On the contrary, Israel will come close to what is accepted in all advanced democracies: the judges of the supreme court are chosen by the elected representatives of the public; the Attorney General serving as a legal advisor, and not a fourth authority within the government; The Basic Laws will serve as the supreme normative framework, and the courts will act within the limits of the authority granted to them by the sovereign body. This is how a proper democracy works.

11. Look what happened in Hungary with an unlimited government. Today it is no longer really a democracy.

When there is more than 50% of the public who vote for one single party that takes over the parliament, and the parliament actually runs the court, this is the result. The State of Israel does not come close to that.

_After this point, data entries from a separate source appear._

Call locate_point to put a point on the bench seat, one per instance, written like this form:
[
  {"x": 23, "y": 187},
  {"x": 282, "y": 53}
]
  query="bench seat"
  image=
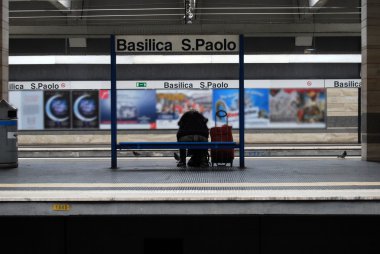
[{"x": 177, "y": 145}]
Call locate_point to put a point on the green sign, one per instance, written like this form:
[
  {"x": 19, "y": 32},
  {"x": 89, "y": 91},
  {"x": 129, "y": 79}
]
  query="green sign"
[{"x": 141, "y": 84}]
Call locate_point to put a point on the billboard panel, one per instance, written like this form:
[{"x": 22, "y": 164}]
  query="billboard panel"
[
  {"x": 30, "y": 109},
  {"x": 256, "y": 106},
  {"x": 297, "y": 107},
  {"x": 85, "y": 109},
  {"x": 57, "y": 105},
  {"x": 136, "y": 109},
  {"x": 172, "y": 104}
]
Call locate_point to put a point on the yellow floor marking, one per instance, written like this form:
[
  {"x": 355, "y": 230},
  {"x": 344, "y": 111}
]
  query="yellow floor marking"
[{"x": 185, "y": 185}]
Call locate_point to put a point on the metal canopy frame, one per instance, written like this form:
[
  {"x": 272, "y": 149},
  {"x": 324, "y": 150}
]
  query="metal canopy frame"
[{"x": 142, "y": 145}]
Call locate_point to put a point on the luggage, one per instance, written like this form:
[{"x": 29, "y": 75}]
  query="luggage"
[{"x": 221, "y": 134}]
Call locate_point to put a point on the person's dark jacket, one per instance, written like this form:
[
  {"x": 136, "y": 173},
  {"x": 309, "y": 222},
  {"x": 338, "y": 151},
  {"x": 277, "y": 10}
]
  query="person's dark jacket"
[{"x": 192, "y": 123}]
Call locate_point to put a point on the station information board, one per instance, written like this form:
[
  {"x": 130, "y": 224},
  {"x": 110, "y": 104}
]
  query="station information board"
[{"x": 177, "y": 43}]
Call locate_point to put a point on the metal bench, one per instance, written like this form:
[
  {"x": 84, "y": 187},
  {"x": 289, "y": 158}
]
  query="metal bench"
[{"x": 176, "y": 145}]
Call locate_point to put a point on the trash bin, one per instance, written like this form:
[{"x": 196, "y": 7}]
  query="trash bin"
[{"x": 8, "y": 136}]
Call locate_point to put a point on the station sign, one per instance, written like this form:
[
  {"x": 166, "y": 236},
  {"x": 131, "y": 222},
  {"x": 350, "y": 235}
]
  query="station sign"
[
  {"x": 163, "y": 84},
  {"x": 39, "y": 85},
  {"x": 177, "y": 43},
  {"x": 343, "y": 83}
]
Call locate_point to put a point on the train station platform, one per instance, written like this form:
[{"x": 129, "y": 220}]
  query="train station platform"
[{"x": 154, "y": 186}]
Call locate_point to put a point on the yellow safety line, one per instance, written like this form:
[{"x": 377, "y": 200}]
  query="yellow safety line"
[{"x": 184, "y": 185}]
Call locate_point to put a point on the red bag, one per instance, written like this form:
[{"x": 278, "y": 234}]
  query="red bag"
[{"x": 222, "y": 134}]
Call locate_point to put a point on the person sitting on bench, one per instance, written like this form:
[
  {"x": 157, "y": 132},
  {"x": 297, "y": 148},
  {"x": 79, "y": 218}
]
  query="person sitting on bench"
[{"x": 193, "y": 128}]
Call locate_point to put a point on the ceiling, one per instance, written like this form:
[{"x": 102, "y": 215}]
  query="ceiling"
[{"x": 96, "y": 18}]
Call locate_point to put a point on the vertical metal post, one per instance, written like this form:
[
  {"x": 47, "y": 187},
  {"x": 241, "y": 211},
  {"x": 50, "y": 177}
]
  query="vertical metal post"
[
  {"x": 113, "y": 104},
  {"x": 359, "y": 115},
  {"x": 241, "y": 101}
]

Hungary emerged from communist rule in the 1990s, and in 2010 Viktor Orban’s Fidesz party won the elections with a huge majority. Orban changed the division of regions in the elections so that his party alone has a two-thirds majority in parliament, the majority required for changes in the constitution and control of all mechanisms. Hungarian citizens apparently approve of this and therefore choose it again and again. In addition, the management of the court system in Hungary is actually done by a committee appointed by the parliament. Determining the lineups, the promotion of judges and even their remuneration are made by this commission.

In Israel, there has been no single-party control of the parliament since the founding Labour party’s rule. On the contrary, we are a multi-party democracy, with many centrist parties. In Israel, the parliament has no control over the judicial system. The reform makes the government dominant in the Judges’ Selection Committee as is customary in many democratic countries. However after their selection, independence of the judges is absolute. Therefore the comparison with the processes that happened in Hungary is baseless and misleading.

12. The court is the IDF’s shield against international tribunals and sanctions.

The reform does not concern the criminal enforcement system, so the argument is not relevant. In any case, the UN Human Rights Council and the International Criminal Court are working against us for political reasons.

According to the rules that obligate it, the International Criminal Court cannot investigate countries that have an independent criminal justice system that reviews the actions of the security forces. Despite Israel’s strong legal and criminal justice system, the ICC has opened investigation into Israeli actions due to political motivations.

In any case, the reform deals with the powers of the Supreme Court in relation to primary legislation and Basic Laws, the powers of the Attorney General and the standard of ‘reasonableness’. All these do not pertain to the field of criminal law. Changing the composition of the Judges’ Selection Committee, does not affect this either. In any case, the ICC in The Hague and the UN bodies have plenty of excuses to act against Israel, with or without the reform.